Gisele Bündchen contemplated suicide to escape crippling panic attacks.

Gisele Bundchen

Gisele Bundchen

The 38-year-old supermodel developed a fear of tunnels, elevators and other enclosed spaces after a bad experience with a bumpy flight on a small plane in 2003 and she was left feeling so "powerless", she considered ending her life when she even found herself gripped by panic attacks even in her own home.

She said: "I had a wonderful position in my career, I was very close to my family, and I always considered myself a positive person, so I was really beating myself up. Like, 'Why should I be feeling this?' I felt like I wasn't allowed to feel bad.

"But I felt powerless. Your world becomes smaller and smaller, and you can't breathe, which is the worst feeling I've ever had.

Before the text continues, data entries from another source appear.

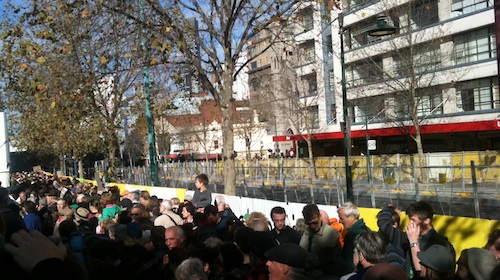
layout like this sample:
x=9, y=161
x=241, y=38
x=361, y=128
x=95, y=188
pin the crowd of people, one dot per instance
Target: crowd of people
x=62, y=229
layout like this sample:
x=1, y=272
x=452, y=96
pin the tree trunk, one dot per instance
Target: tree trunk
x=227, y=108
x=312, y=164
x=80, y=169
x=422, y=162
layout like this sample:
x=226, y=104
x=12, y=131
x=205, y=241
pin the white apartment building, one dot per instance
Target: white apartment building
x=441, y=65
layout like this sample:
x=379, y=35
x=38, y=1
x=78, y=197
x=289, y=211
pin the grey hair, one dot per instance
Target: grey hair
x=350, y=209
x=190, y=269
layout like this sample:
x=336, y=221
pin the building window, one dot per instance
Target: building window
x=425, y=59
x=462, y=7
x=430, y=105
x=312, y=117
x=477, y=95
x=475, y=45
x=426, y=102
x=368, y=71
x=308, y=51
x=333, y=113
x=310, y=85
x=369, y=109
x=307, y=19
x=255, y=84
x=422, y=14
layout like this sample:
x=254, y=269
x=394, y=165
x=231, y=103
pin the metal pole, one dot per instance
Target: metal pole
x=345, y=107
x=368, y=163
x=474, y=186
x=149, y=115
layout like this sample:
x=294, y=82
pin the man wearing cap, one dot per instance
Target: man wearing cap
x=286, y=261
x=317, y=239
x=436, y=262
x=422, y=235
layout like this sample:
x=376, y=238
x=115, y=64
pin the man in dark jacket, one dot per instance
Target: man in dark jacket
x=349, y=217
x=421, y=234
x=281, y=231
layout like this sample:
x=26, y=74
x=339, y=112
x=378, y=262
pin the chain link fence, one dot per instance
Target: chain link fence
x=459, y=184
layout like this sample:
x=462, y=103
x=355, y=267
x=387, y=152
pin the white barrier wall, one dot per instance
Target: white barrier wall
x=244, y=205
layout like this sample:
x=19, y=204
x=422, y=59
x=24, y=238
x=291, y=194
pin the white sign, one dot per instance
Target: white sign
x=372, y=145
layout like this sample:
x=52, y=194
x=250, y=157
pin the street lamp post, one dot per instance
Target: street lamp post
x=382, y=29
x=346, y=129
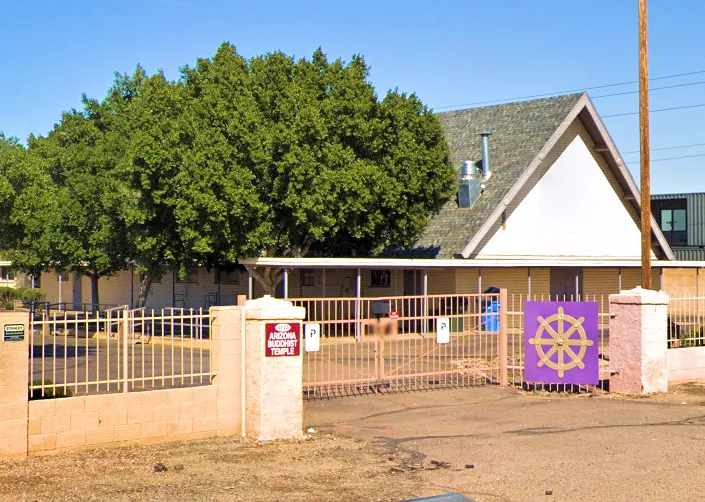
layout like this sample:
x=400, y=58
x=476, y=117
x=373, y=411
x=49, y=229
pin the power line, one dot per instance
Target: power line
x=667, y=148
x=681, y=157
x=700, y=105
x=652, y=89
x=519, y=98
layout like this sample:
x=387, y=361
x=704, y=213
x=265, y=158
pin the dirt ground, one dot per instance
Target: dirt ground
x=324, y=467
x=502, y=445
x=490, y=444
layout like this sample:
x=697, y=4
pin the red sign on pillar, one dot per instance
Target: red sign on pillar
x=282, y=339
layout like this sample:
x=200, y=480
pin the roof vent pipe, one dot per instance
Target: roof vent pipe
x=486, y=165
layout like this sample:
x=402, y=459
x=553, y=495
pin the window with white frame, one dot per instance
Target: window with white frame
x=228, y=275
x=190, y=278
x=307, y=277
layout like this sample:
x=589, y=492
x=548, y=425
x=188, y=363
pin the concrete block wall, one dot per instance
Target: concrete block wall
x=686, y=365
x=118, y=419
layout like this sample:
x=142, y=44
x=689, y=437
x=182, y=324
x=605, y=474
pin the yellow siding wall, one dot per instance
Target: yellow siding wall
x=631, y=278
x=684, y=282
x=466, y=281
x=515, y=280
x=600, y=281
x=441, y=282
x=540, y=282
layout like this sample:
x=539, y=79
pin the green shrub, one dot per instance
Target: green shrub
x=8, y=296
x=692, y=338
x=33, y=295
x=48, y=393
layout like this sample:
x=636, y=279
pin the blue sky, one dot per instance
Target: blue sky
x=448, y=52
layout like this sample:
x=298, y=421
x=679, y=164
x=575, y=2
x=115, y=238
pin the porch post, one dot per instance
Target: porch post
x=286, y=283
x=61, y=293
x=425, y=301
x=358, y=314
x=250, y=285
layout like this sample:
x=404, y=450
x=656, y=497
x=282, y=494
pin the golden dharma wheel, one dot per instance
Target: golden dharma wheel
x=566, y=344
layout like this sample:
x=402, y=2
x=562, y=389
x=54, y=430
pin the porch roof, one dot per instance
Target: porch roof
x=389, y=263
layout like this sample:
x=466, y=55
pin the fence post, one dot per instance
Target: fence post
x=123, y=338
x=638, y=342
x=14, y=336
x=503, y=351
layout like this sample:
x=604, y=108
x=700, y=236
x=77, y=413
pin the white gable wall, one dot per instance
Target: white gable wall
x=573, y=211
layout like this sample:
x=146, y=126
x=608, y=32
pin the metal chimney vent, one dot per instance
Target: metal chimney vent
x=470, y=187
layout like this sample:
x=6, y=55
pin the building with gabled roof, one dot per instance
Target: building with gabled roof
x=546, y=206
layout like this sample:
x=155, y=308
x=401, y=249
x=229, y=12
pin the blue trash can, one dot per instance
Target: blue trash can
x=490, y=319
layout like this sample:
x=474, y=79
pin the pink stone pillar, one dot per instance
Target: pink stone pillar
x=273, y=369
x=638, y=342
x=14, y=369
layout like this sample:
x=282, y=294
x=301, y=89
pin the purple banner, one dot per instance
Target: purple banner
x=561, y=342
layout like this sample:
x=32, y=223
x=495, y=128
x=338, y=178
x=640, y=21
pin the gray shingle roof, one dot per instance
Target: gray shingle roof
x=519, y=131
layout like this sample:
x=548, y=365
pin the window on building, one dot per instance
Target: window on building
x=6, y=273
x=307, y=277
x=380, y=278
x=228, y=275
x=673, y=220
x=191, y=276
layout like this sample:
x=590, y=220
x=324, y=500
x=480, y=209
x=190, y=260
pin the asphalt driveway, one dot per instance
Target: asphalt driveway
x=495, y=444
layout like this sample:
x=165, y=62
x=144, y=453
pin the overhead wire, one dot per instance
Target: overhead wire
x=677, y=147
x=604, y=86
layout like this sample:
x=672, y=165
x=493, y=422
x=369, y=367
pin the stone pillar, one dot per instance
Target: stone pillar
x=226, y=358
x=14, y=369
x=638, y=342
x=273, y=388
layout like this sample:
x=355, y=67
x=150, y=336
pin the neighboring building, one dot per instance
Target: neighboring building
x=7, y=276
x=545, y=207
x=681, y=218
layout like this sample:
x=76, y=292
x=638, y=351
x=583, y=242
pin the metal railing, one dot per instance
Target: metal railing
x=118, y=350
x=686, y=322
x=515, y=335
x=384, y=344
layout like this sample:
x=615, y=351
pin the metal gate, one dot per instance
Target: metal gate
x=388, y=344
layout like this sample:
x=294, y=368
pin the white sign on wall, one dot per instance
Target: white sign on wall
x=443, y=330
x=312, y=337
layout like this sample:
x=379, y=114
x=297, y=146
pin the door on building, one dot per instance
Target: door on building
x=566, y=283
x=413, y=286
x=77, y=297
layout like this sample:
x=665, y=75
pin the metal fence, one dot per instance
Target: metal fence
x=376, y=345
x=515, y=336
x=686, y=322
x=385, y=344
x=117, y=350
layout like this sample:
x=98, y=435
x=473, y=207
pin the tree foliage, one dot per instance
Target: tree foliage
x=271, y=156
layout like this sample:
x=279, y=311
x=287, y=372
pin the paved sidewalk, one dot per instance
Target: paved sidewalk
x=525, y=446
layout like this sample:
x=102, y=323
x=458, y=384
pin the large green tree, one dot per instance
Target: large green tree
x=271, y=156
x=27, y=203
x=86, y=231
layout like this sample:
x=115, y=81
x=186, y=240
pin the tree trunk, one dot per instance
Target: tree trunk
x=145, y=286
x=268, y=278
x=95, y=298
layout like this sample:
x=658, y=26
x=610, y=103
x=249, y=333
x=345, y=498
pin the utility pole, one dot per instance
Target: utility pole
x=644, y=147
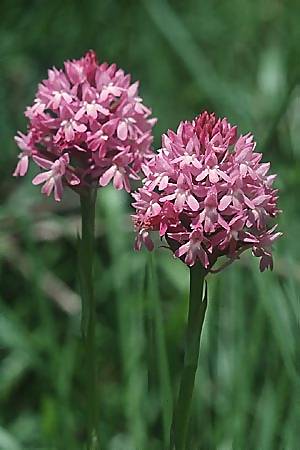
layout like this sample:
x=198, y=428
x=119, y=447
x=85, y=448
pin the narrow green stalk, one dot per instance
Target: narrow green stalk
x=86, y=265
x=197, y=308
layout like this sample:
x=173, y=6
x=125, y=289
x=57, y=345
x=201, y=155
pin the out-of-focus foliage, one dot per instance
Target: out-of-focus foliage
x=239, y=59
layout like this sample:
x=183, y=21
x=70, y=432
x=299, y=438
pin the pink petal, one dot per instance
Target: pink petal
x=41, y=178
x=107, y=176
x=48, y=187
x=225, y=202
x=79, y=113
x=122, y=131
x=192, y=202
x=22, y=167
x=213, y=176
x=118, y=180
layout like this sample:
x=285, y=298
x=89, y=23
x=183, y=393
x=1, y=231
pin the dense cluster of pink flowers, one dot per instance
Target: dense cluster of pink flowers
x=87, y=126
x=208, y=193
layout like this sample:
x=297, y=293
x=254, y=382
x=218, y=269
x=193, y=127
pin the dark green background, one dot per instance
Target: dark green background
x=239, y=58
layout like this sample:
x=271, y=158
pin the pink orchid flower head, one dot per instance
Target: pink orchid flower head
x=208, y=194
x=87, y=126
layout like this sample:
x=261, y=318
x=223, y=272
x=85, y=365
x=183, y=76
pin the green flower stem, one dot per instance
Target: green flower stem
x=86, y=265
x=197, y=308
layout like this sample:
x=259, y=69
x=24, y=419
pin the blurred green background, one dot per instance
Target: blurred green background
x=239, y=58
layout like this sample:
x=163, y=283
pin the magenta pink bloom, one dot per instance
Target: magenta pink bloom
x=87, y=126
x=208, y=194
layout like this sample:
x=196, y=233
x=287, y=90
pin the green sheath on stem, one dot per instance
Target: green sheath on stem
x=197, y=308
x=86, y=264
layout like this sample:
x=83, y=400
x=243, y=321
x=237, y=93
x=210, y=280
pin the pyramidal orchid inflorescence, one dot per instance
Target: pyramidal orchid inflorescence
x=87, y=126
x=208, y=193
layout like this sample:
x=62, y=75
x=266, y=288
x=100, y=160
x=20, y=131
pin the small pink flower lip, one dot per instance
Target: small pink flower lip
x=93, y=113
x=208, y=193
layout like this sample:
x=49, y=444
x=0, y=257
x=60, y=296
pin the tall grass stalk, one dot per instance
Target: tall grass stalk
x=197, y=309
x=86, y=265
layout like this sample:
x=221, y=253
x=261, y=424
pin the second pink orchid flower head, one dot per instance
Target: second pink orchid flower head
x=208, y=193
x=87, y=126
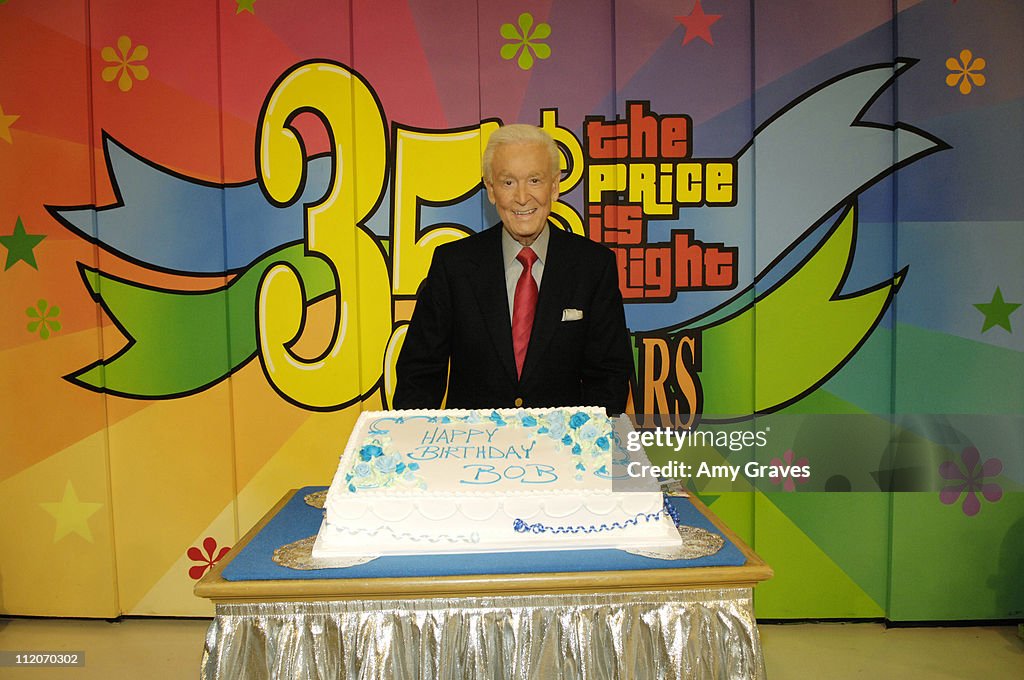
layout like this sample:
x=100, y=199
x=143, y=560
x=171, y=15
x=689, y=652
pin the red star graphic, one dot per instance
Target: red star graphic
x=698, y=25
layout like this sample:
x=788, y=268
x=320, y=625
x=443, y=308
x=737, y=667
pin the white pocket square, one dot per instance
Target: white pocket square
x=571, y=314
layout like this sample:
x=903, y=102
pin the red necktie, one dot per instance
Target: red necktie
x=523, y=307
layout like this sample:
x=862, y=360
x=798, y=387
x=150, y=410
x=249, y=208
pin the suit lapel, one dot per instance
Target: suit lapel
x=492, y=297
x=556, y=284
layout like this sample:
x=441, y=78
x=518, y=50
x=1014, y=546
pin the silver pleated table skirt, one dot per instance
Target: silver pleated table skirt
x=664, y=634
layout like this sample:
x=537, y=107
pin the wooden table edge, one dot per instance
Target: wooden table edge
x=214, y=587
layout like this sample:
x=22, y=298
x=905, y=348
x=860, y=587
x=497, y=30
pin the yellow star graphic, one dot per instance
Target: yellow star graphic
x=72, y=514
x=5, y=123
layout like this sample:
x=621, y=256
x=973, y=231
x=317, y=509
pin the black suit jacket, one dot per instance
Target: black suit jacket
x=462, y=316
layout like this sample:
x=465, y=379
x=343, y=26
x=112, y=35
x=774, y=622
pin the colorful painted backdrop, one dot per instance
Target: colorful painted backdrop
x=214, y=216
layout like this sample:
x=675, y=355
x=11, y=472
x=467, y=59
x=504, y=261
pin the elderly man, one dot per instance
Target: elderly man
x=520, y=314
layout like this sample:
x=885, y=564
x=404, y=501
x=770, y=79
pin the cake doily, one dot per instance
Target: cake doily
x=316, y=499
x=298, y=555
x=696, y=543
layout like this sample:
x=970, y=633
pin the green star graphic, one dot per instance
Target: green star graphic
x=19, y=246
x=997, y=311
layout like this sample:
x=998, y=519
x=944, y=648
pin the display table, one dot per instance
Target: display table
x=595, y=613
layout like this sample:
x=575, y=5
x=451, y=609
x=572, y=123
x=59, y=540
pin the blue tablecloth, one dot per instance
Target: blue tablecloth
x=298, y=520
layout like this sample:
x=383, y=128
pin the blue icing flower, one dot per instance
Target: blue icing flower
x=556, y=428
x=370, y=452
x=589, y=432
x=385, y=464
x=578, y=419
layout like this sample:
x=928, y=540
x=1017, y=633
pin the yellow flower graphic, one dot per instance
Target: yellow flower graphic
x=966, y=72
x=123, y=68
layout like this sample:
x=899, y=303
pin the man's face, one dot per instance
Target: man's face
x=522, y=188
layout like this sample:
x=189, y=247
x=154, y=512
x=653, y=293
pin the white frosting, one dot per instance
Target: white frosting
x=414, y=481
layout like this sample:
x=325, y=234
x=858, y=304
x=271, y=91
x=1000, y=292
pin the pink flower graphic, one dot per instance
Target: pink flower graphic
x=788, y=480
x=206, y=561
x=971, y=479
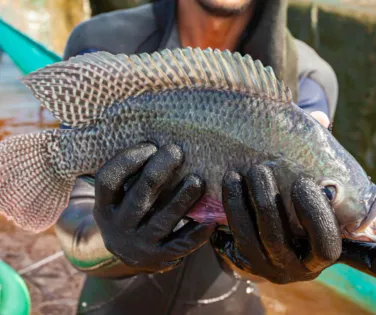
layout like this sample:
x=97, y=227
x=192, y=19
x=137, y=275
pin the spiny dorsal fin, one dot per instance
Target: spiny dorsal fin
x=78, y=91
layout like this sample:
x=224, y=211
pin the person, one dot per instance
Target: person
x=129, y=234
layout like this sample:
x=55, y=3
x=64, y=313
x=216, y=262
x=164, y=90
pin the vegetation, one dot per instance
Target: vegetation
x=347, y=40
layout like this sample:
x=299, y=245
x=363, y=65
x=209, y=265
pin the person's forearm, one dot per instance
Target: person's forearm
x=81, y=240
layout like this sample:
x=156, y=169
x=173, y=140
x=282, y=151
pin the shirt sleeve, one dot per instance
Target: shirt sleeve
x=312, y=96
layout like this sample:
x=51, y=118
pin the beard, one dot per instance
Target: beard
x=223, y=8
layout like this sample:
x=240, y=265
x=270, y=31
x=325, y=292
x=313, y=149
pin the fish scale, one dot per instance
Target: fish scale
x=226, y=112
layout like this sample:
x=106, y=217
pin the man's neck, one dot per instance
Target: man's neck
x=197, y=28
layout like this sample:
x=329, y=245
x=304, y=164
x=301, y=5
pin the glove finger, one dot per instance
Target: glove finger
x=240, y=219
x=112, y=175
x=186, y=240
x=165, y=220
x=141, y=196
x=271, y=218
x=317, y=218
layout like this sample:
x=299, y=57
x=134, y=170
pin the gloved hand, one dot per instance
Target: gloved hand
x=261, y=243
x=137, y=226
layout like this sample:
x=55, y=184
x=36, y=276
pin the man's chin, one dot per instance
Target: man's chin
x=223, y=8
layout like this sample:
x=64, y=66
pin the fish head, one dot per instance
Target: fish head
x=352, y=195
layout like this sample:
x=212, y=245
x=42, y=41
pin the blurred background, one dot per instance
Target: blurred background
x=341, y=31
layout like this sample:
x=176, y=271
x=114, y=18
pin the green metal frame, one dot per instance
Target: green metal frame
x=26, y=53
x=29, y=55
x=14, y=294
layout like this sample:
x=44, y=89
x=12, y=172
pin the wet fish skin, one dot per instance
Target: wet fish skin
x=232, y=121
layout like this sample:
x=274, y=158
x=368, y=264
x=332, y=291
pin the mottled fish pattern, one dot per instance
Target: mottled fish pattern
x=225, y=110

"I actually had the feeling of, 'If I just jump off my roof, this is going to end, and I never have to worry about this feeling of my world closing in.' "

Gisele eventually saw a specialist who prescribed Xanax but she didn't want to rely on medication.

She explained to People magazine: "The thought of being dependent on something felt, in my mind, even worse, because I was like, 'What if I lose that [pill]? Then what? Am I going to die?' The only thing I knew was, I needed help."

Instead, the brunette beauty - who has children Benjamin, eight, and five-year-old Vivian with husband Tom Brady - opted to overhaul her lifestyle, including cutting out sugar and taking up yoga and meditation.

She said: "I had been smoking cigarettes, drinking a bottle of wine and three mocha frappacinos every day, and I gave up everything in one day.

"I thought, if this stuff is in any way the cause of this pain in my life, it's gotta go."

And, after feeling she was "alone" in her soul-searching, she ended her relationship with then-boyfriend Leonardo DiCaprio but she has no regrets about their romance.

She said: "Everyone who crosses our path is a teacher, they come into our lives to show us something about ourselves.

"And I think that's what he was. What is good versus bad? I honour him for what he was."